According to Ardian head of infrastructure Mathias Burghardt, the timeliness of the fund’s launch was a case of preparation meeting opportunity. “We started dedicating a team on hydrogen two years ago, but then we saw an acceleration of projects, much faster than anticipated,” he told Infrastructure Investor at the time.
“It’s true that [hydrogen] is less mature than infrastructure and therefore the risk profile is very different. But I am very positively surprised by the appetite from institutional investors – pension funds, sovereign wealth funds, insurance companies – that want to be a part of it.
“I think people realise that this industry is going to grow at an incredible pace. This will be a new asset class and they want to be a first mover because they realise that with renewables, the best returns were in the beginning. I think it will become a strong asset class before 2030.”
Continuing to attract investment, the fund went on to reach a first close of €1 billion in December, thanks in part to Spain’s Enagás, Italy’s Snam and France’s GRTgaz committing €100 million to the fund via the trio’s joint initiative to invest in clean hydrogen projects. A further €100 million, which rounded out the Hy24 fund’s first close, is understood to have come from French re-insurer CCR Group, with the fund seemingly on track to reach its expected €1.8 billion hard-cap by mid-2022.
Banking on resilience
Central to the firm’s ability to stand out from other sustainable investors is its faith in the renewable energy sector’s ability to weather most storms, even one as detrimental as the pandemic.

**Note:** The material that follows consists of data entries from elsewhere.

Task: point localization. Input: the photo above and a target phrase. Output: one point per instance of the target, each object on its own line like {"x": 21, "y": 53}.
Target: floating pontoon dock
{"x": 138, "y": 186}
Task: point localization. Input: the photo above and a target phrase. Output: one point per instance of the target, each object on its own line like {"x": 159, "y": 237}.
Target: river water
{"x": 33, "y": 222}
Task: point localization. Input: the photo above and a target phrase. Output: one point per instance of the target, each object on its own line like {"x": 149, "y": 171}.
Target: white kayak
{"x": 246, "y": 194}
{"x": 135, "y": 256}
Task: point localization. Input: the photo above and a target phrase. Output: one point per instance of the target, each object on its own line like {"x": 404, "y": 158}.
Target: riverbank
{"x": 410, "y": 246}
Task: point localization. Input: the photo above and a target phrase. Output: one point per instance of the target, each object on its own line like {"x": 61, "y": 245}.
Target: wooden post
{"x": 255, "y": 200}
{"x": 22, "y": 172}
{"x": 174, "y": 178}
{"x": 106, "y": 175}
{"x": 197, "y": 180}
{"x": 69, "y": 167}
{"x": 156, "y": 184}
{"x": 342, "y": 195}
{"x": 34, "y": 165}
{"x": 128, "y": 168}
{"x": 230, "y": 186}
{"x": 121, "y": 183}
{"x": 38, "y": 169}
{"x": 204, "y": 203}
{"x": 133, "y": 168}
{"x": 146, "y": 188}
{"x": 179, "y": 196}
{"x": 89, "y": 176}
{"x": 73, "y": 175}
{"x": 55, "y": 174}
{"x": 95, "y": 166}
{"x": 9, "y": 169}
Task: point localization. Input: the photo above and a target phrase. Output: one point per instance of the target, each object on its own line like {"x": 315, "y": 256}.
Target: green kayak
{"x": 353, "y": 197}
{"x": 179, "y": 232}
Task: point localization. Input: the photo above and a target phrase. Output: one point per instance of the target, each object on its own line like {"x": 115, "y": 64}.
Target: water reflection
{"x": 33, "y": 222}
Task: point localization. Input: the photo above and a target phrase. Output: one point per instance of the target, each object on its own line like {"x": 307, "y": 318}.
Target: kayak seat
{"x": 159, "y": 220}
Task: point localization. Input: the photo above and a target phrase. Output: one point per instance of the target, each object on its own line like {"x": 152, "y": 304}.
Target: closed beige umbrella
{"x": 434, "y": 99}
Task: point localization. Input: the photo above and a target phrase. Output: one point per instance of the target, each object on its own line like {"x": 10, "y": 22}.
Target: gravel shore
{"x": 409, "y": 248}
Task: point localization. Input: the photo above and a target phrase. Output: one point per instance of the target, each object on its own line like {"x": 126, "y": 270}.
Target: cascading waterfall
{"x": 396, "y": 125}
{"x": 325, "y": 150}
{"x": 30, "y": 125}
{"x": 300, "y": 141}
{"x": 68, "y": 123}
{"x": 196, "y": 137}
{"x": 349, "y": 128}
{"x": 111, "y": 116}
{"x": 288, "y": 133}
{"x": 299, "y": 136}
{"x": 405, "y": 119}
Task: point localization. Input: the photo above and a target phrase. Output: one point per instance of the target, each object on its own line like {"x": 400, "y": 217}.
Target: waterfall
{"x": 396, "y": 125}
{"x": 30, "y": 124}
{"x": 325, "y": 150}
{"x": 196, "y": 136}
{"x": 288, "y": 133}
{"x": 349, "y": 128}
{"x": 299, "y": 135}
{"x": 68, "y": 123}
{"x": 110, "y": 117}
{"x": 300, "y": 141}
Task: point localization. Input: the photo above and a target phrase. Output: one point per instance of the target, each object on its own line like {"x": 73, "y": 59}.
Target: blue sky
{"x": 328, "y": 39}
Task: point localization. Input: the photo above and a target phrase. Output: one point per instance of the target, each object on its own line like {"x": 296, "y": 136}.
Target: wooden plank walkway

As co-head of Ardian’s North American infrastructure fund Mark Voccola told us last year: “One thing the pandemic has done is shine a light on the importance and the resilience of energy and of renewable energy in particular. There were impacts on employees, but absent that, those energy assets and companies still worked, and they proved they could provide downside protection to investors as the economy turned down.
“That is what you would expect to see, and it is what we model, but it was good to see in practice.”